Marsch für das Leben?

Am 19. September 2026 findet in Zürich der 16. Marsch fürs Läbe statt. Organisiert wird er von christlichen und katholischen Bewegungen sowie evangelischen Freikirchen. Die Schweizer Bischofskonferenz wird zwar nicht offiziell vertreten sein, begrüsst jedoch jede Initiative und jedes Engagement zugunsten des Lebens.

Im Sinne der Enzyklika Laudato si’ von Papst Franziskus (2015) kommt dem Schutz des Lebens eine grundlegende Bedeutung zu, und zwar in seinem umfassendsten Sinn: Jedes Leben – ob tierisch, pflanzlich oder menschlich – verdient Achtung, Wertschätzung und Schutz.

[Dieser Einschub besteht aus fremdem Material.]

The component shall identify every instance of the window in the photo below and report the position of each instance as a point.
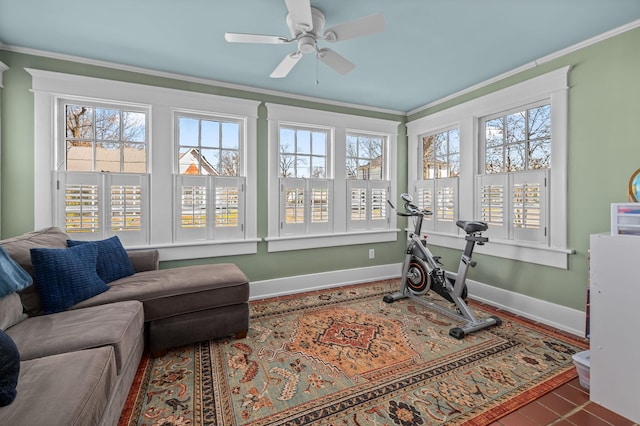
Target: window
(305, 192)
(502, 160)
(367, 187)
(329, 178)
(103, 177)
(113, 165)
(209, 184)
(516, 157)
(437, 191)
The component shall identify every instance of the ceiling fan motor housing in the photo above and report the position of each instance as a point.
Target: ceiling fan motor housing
(297, 29)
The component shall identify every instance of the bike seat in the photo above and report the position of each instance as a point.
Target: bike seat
(472, 226)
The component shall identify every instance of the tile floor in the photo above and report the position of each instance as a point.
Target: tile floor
(568, 405)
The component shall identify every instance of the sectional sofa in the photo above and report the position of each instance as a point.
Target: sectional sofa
(76, 364)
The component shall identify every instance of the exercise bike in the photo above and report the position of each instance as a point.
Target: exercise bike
(422, 271)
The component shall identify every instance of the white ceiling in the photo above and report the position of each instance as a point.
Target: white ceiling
(429, 50)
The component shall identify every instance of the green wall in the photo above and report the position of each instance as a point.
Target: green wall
(604, 111)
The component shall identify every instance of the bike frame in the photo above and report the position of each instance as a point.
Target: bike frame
(453, 283)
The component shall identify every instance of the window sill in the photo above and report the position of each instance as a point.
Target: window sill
(302, 242)
(203, 249)
(530, 253)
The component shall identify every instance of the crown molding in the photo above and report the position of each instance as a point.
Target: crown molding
(573, 48)
(190, 79)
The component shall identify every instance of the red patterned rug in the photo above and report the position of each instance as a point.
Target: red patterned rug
(343, 356)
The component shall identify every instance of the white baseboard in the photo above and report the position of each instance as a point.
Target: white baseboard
(558, 316)
(323, 280)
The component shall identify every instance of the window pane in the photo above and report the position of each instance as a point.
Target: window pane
(209, 161)
(229, 163)
(319, 205)
(378, 204)
(494, 132)
(352, 146)
(540, 122)
(303, 167)
(287, 140)
(188, 131)
(454, 165)
(303, 142)
(108, 157)
(318, 167)
(125, 208)
(79, 156)
(358, 204)
(227, 207)
(516, 129)
(82, 208)
(189, 161)
(492, 204)
(454, 141)
(494, 161)
(79, 122)
(319, 142)
(107, 124)
(294, 205)
(193, 207)
(230, 135)
(540, 156)
(352, 168)
(440, 145)
(210, 133)
(135, 158)
(515, 157)
(134, 126)
(526, 206)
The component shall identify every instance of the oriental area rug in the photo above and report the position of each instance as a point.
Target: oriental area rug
(343, 356)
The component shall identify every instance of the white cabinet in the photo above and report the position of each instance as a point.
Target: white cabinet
(614, 321)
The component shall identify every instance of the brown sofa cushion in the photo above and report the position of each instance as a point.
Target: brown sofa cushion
(47, 394)
(176, 291)
(120, 325)
(10, 311)
(19, 249)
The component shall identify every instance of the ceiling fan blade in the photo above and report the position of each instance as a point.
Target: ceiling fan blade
(300, 13)
(287, 64)
(338, 62)
(357, 28)
(254, 38)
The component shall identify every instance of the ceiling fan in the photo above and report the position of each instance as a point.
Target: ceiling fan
(305, 24)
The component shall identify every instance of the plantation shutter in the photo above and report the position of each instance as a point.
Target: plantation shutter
(491, 206)
(528, 194)
(100, 205)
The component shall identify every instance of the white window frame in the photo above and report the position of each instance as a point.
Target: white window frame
(209, 231)
(341, 124)
(49, 86)
(552, 87)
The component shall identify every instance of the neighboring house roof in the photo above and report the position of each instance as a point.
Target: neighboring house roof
(189, 163)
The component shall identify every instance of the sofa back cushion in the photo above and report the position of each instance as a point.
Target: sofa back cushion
(10, 311)
(19, 249)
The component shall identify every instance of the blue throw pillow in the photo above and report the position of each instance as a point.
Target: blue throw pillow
(113, 261)
(66, 276)
(12, 277)
(9, 369)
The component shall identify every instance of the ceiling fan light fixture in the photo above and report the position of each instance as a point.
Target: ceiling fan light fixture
(306, 44)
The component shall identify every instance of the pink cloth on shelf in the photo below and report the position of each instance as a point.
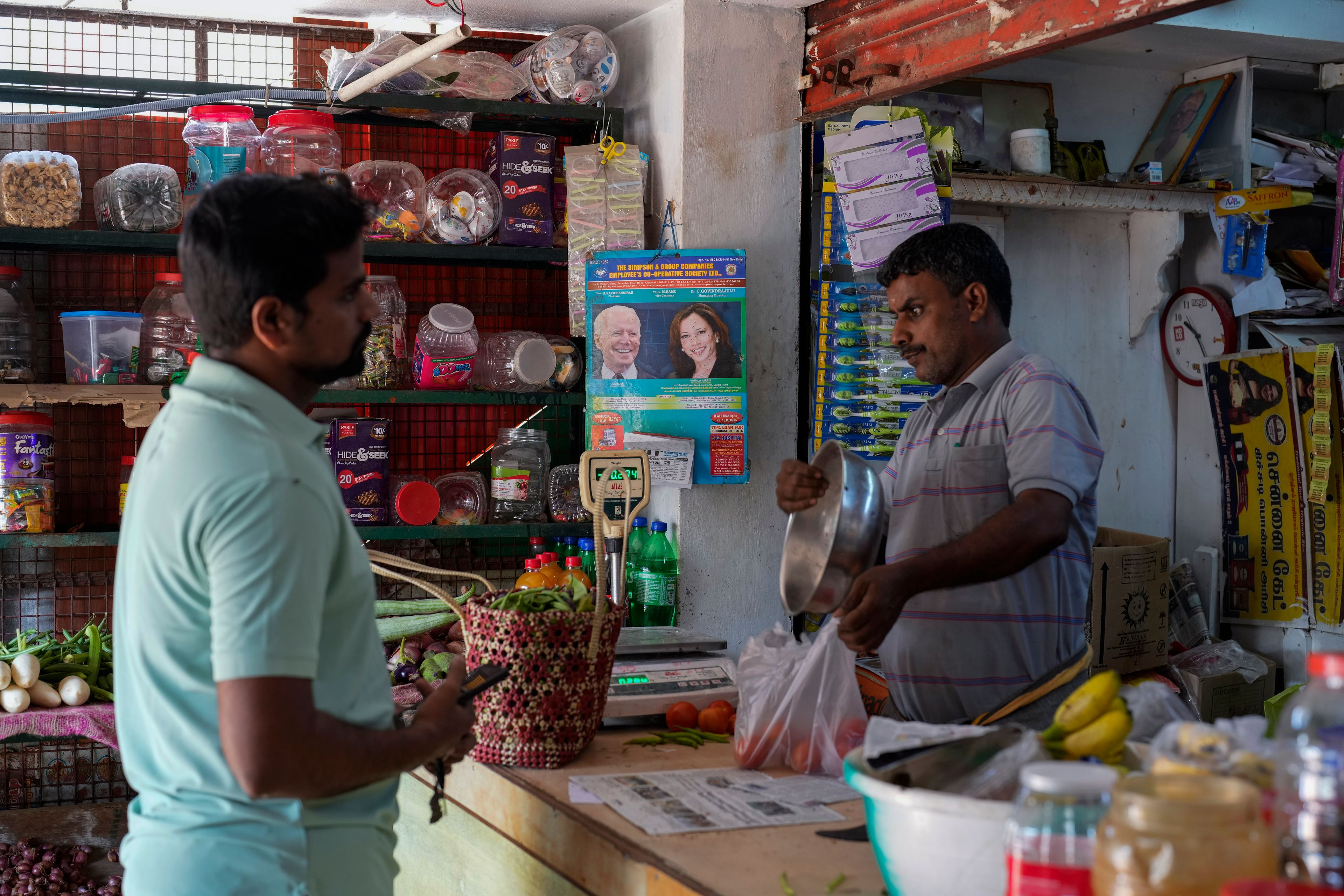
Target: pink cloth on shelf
(93, 721)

Alle Lebensformen stehen miteinander in Beziehung, und das Überleben der Menschheit hängt wesentlich davon ab, wie wir die gesamte Schöpfung wahrnehmen, respektieren und bewahren.

Dennoch neigen wir selbst innerhalb der menschlichen Gemeinschaft dazu, bestimmten Leben weniger Wert beizumessen oder sie gar abzuwerten. Umso wichtiger ist es, jede Form menschlichen Lebens in ihrer Würde anzuerkennen – sei es das verletzliche Leben eines Neugeborenen oder das von Menschen, die weit entfernt leben und ausserhalb unseres unmittelbaren Blickfeldes stehen. Dazu gehören auch die Kinder in Gaza sowie die Tausenden Jugendlichen, Familien und Kinder, die Jahr für Jahr auf den Migrationsrouten an den Grenzen Europas ums Leben kommen. Ihr Recht auf Leben darf nicht übersehen werden.

Christinnen und Christen engagieren sich gemeinsam mit anderen Nichtregierungsorganisationen gegen die Todesstrafe und Folter sowie für Frieden und eine gewaltfreie Gesellschaft. Zum Einsatz für das Leben gehört ebenso das Eintreten für die Würde von Menschen mit Behinderung, älteren Menschen, Kranken oder Personen am Lebensende. Gerade diese besonders schutzbedürftigen Menschen laufen in unseren leistungsorientierten Gesellschaften Gefahr, übersehen, ausgegrenzt oder abgewertet zu werden. Auch in der Schweiz stellen Frauenmorde und die hohe Zahl von Suiziden, insbesondere unter älteren Menschen und Landwirten, Angriffe auf das Leben dar, die nicht in Vergessenheit geraten dürfen.

Die katholische Kirche verteidigt das Leben und lehnt Abtreibung ab, ohne dabei die Augen vor den schwierigen Umständen zu verschliessen, die zu einer solchen

Entscheidung führen können. Daher sollten wir uns fragen, wie wir Frauen in Not konkret beistehen und Menschen unterstützen können, die vor solch schwerwiegenden Entscheidungen stehen.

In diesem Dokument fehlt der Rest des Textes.